In healthcare, for example, such a view approaches symptoms by materially removing what is believed to cause them. This is called treatment. Although there are now many documented cases in which symptoms have left the body through a shift in the person's consciousness, modern medicine continues to regard these cases as anomalies within its existing treatment approach. These anomalies do not, thus far, lead to a reevaluation of its theoretical base. The role of consciousness in healing the body remains underappreciated, if appreciated at all.
This is understandable given the pervasiveness and entrenchment of the materially based approach in medicine. We, consumers, support this approach through our mindset that looks to medicine for answers, often seeking a quick fix that simply aims to remove symptoms, not to understand their purpose or message.

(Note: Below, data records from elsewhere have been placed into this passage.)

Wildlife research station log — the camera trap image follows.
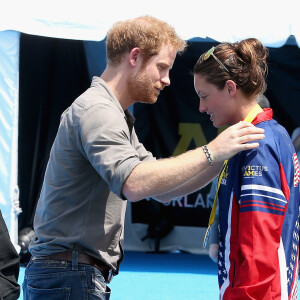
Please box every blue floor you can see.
[19,252,300,300]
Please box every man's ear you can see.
[225,80,237,96]
[129,47,141,66]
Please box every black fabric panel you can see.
[18,34,90,229]
[132,42,300,227]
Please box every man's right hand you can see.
[207,121,265,162]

The idea that symptoms are a form of communication is largely an unknown concept to most of us. Additionally, the belief that symptoms constitute a form of communication raises the question: who is the communicator? Who is the one who decides to talk through a specific symptom? This introduces another concept that normative science does not include in its belief system: the existence of an essential, inner, or higher Self, some spiritual part also called 'soul'. Some refer to this soul as consciousness itself, linked to a higher knowing that transcends the body. From the point of view of the soul, we are not our bodies and minds but souls inhabiting them temporarily. As such, it is our souls that give rise to our material reality, as without a soul, there is no animation. The word 'animated' derives from anima, meaning 'soul' in Latin. Without 'soul,' we are not animated; we do not exist. Religious and wisdom traditions thus speak of the soul's incarnation at conception and its departure from the body at death.

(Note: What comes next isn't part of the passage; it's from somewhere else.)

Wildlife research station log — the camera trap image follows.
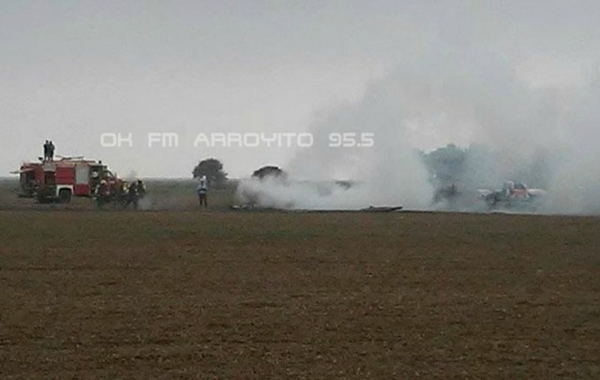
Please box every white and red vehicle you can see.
[17,158,122,203]
[478,181,546,207]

In addition to a communicator who speaks through symptoms, another essential concept in communication is meaning. The very essence of communication is to convey meaning. Here, again, normative science, with its emphasis on objectivity, regards life as intrinsically meaningless. Only human subjectivity ascribes meanings to things. Thus, the idea that a soul conveys meaning to bodily symptoms is inconsistent with a modern scientific belief system interested only in how life appears rather than why. Since normative science holds to objectivity, it cannot embrace what it regards as subjective meaning. And because it cannot consider as real what is unmeasurable and undetectable, normative science cannot speak about soul and consciousness – both escape its horizon. This means that normative or traditional science is limited as to what it can address, study, research, and discuss.
Quantum physics extends beyond the confines of modern sciences to encompass phenomena not previously explainable within its paradigm. As such, Quantum physics posits unmeasurable concepts such as probability and uncertainty, Quantum fields, wave-particle duality, superposition, and quantum entanglement. Quantum physics challenges the constraints of modern science and addresses topics previously addressed primarily by the spiritual sciences.
But the shift from the old paradigm of separation from all there is and from a universe without soul and meaning is difficult. It is one thing to know intellectually about our oneness and the existence of the soul, one's own soul, but it is even more difficult to live according to this truth. More often than not, people on the path to this realization of unity and soul undergo a dark night of the soul, emerging from such hardship with a deep belief in the existence of the divine, a deep experience that they are part of something larger, some beneficial force holding and guiding them. Without personal experience of such a force, it is difficult to accept this truth, given that many of us live in secularized societies that focus primarily on manipulating matter. We are so entrenched in this old approach that a shift requires considerable effort.